L’occasione era quella giusta per raccontare i problemi e le contraddizioni della editoria di casa. Il pretesto: la presentazione dei primi tre romanzi pubblicati da Fernando Cirillo che lo ha fatto a Varese nella bella cornice della biblioteca LeggerMente il pomeriggio del 14 scorso. Pubblico eterogeneo, attento, curioso.

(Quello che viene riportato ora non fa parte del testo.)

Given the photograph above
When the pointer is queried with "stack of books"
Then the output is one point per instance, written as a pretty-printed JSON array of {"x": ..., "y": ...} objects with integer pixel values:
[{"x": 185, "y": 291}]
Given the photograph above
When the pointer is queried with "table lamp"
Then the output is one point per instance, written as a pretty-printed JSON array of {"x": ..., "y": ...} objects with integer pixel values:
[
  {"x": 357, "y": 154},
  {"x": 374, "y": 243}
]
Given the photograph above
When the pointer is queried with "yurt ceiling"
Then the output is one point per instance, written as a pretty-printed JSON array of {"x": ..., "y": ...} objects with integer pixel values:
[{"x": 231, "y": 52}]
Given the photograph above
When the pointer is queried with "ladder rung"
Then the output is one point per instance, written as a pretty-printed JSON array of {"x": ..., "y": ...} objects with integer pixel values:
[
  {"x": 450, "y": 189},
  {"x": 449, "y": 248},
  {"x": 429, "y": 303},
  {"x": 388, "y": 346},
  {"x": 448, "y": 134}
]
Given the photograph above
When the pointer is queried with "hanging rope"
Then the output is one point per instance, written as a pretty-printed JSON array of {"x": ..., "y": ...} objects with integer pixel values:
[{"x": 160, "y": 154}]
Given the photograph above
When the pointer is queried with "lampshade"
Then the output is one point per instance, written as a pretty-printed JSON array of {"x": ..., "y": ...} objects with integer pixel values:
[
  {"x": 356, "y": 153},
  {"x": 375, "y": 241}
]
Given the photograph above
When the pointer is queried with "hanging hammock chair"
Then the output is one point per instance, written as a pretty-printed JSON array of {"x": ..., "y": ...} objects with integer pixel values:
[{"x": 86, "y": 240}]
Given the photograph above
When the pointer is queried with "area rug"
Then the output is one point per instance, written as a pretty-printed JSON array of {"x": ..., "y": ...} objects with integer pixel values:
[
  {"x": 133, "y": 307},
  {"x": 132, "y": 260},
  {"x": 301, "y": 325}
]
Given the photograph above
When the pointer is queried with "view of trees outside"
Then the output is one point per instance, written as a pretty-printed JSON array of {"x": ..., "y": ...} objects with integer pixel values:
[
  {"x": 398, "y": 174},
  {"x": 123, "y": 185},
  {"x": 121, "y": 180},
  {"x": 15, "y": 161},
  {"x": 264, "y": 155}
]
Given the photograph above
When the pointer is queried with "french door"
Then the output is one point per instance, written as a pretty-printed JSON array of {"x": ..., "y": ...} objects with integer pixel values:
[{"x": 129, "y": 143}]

L’argomento è ghiotto. L’editoria in Italia è un business: da un lato le regole imposte agli autori dalle case editrici che chiedono enormi compensi per la pubblicazione di un libro – peraltro con minimali diritti d’autore, a maggior ragione se si tratta di un autore sconosciuto – dall’altro il ruolo degli agenti letterari che pretendono grandi provvigioni per avvicinare l’autore al mondo dell’editoria. Con ciò, in Italia si legge poco, al contrario si pubblica molto. Solo il 40% della popolazione italiana ha letto almeno un libro nel corso di un anno solare (dati 2023) e di 200 milioni di libri stampati nel 2021 ne sono stati venduti solo 12 milioni. E venduti non significa necessariamente letti (se regali un libro non è detto che possa essere un dono gradito…). La parte invenduta finisce per riempire gli scaffali delle librerie in attesa di essere destinata al macero. Un disastro, se si pensa che il costo della carta è esorbitante. A solo titolo di esempio, la parte cartacea di un quotidiano va dai 30 ai 60 centesimi. Questo è il motivo per il quale molte case editrici preferiscono stampare il libro solo dietro richiesta: una scelta green che fa bene al portafoglio degli editori e all’ambiente.
In questo bailamme di contraddizioni, oggi scrivono tutti. Dal professionista del libro al neofita, dai ghost writer ai redattori che devono rimediare alle sbavature anche di professionisti affermati: racconti, novelle, romanzi, saggi, libri illustrati. Ce n’è per tutti i gusti.
Una breve discussione, un buon bicchiere di vino novello e poi tutti a casa.